# Kitless Fountain Pen in in Red Cumberland Ebonite w/ Black Finials



## JPMcConnel (Apr 19, 2015)

Ebonite is a classic material for fountain pens. I decided to make a rather conservative style pen, using red cumberland with black ebonite finials, to see how well it turned out from a color perspective. I liked it so much I have since acquired Japanese cumberland in reddish pink, straw color, several greens, and blue. Enjoy.


----------



## Charlie_W (Apr 19, 2015)

Pat, that is Stunning!........can I touch it? :biggrin:


----------



## SteveG (Apr 19, 2015)

My first impression matches up well with my "considered opinion" (meaning that after thinking about, reviewing and looking again several times), which  is that this pen is a winner, start to finish.
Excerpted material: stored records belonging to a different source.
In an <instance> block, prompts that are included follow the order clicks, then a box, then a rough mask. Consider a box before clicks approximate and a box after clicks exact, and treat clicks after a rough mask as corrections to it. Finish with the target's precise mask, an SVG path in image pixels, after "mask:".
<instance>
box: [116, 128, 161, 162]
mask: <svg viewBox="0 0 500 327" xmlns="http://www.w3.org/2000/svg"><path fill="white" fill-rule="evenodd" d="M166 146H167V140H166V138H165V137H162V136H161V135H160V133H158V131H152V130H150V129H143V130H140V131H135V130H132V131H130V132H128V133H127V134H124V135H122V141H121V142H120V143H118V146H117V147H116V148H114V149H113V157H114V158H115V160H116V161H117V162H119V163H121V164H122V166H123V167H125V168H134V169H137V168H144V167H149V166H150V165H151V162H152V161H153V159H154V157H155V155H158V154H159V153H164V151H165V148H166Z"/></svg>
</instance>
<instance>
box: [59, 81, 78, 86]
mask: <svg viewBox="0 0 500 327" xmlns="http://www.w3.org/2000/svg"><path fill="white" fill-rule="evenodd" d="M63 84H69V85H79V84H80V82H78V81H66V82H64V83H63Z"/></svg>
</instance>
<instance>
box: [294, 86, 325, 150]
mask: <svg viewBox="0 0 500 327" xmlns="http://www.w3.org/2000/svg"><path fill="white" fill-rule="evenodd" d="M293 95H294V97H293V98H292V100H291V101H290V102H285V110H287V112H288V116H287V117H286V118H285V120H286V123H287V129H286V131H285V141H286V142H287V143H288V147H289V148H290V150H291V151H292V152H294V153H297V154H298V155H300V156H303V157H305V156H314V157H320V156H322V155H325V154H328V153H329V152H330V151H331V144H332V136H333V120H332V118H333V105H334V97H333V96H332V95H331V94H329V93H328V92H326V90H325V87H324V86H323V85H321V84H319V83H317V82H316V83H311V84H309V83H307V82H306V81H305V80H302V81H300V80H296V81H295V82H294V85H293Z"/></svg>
Your selection of red cumberland suits the simple, classic lines. All complimented by what appears to be top notch workmanship. This pen is indeed simple, but at the same time presents an almost commanding presence. I am not yet making kitless, but I have most of the "stuff" needed to do so. And I want to make something just like this when I grow up!:wink:


----------



## JPMcConnel (Apr 19, 2015)

SteveG said:


> My first impression matches up well with my "considered opinion" (meaning that after thinking about, reviewing and looking again several times), which  is that this pen is a winner, start to finish. Your selection of red cumberland suits the simple, classic lines. All complimented by what appears to be top notch workmanship. This pen is indeed simple, but at the same time presents an almost commanding presence. I am not yet making kitless, but I have most of the "stuff" needed to do so. And I want to make something just like this when I grow up!:wink:



Thank you for your complements! I suspect you are already grownup; with the growing selection of fine materials beckoning, the world of kitless pens awaits the efforts of your hands and mind.


----------



## JPMcConnel (Apr 19, 2015)

Charlie_W said:


> Pat, that is Stunning!........can I touch it? :biggrin:



Sure, but it is hard to let go once you feel the material...just giving you a heads up! Thank you for your kind words.


----------



## Jim15 (Apr 19, 2015)

Absolutely awesome pen.


----------



## Tom T (Apr 19, 2015)

Stunning is the word for sure.  The finish is truly amazing.  The colors of the wood are so perfect.  A writing instarment of true beauty.


----------



## OZturner (Apr 19, 2015)

Glorious Pen, Pat.
Splendid Lines, Profile and Proportions.
Outstanding Fit and Finish.
Great Craftsmanship.
Brian.


----------



## mlconnelly (Apr 19, 2015)

Wow! Beautiful pen for sure.


----------



## Dalecamino (Apr 19, 2015)

Very nice pen Pat.


----------



## bosipipes (Apr 20, 2015)

Very Nice indeed!!


----------



## ericofpendom (Apr 20, 2015)

That is one classy pen!


----------



## magpens (Apr 20, 2015)

Exquisitely BEAUTIFUL !!!


----------



## Quality Pen (Apr 21, 2015)

awesome pen... finish looks excellent and that ebonite really shines!


----------



## BSea (Apr 21, 2015)

That is a super classy pen.  It's hard to beat ebonite.  It machines like alumilite & shines like PR.  But getting a flawless finish on the black takes patience and experience.  Great job! :good:

Any dimensions?


----------



## Sandsini (Apr 22, 2015)

Absolutely gorgeous!


----------



## Band Saw Box (Apr 22, 2015)

Beautiful pen


----------



## mikespenturningz (Apr 24, 2015)

Love the shape and color. Finish is awesome too. I really like the finials too that really sets things off. Great pen...


----------



## ELA (Apr 24, 2015)

Stunning !!!   

Seeing all the great kitless pens makes me want to try my hand at making one.


----------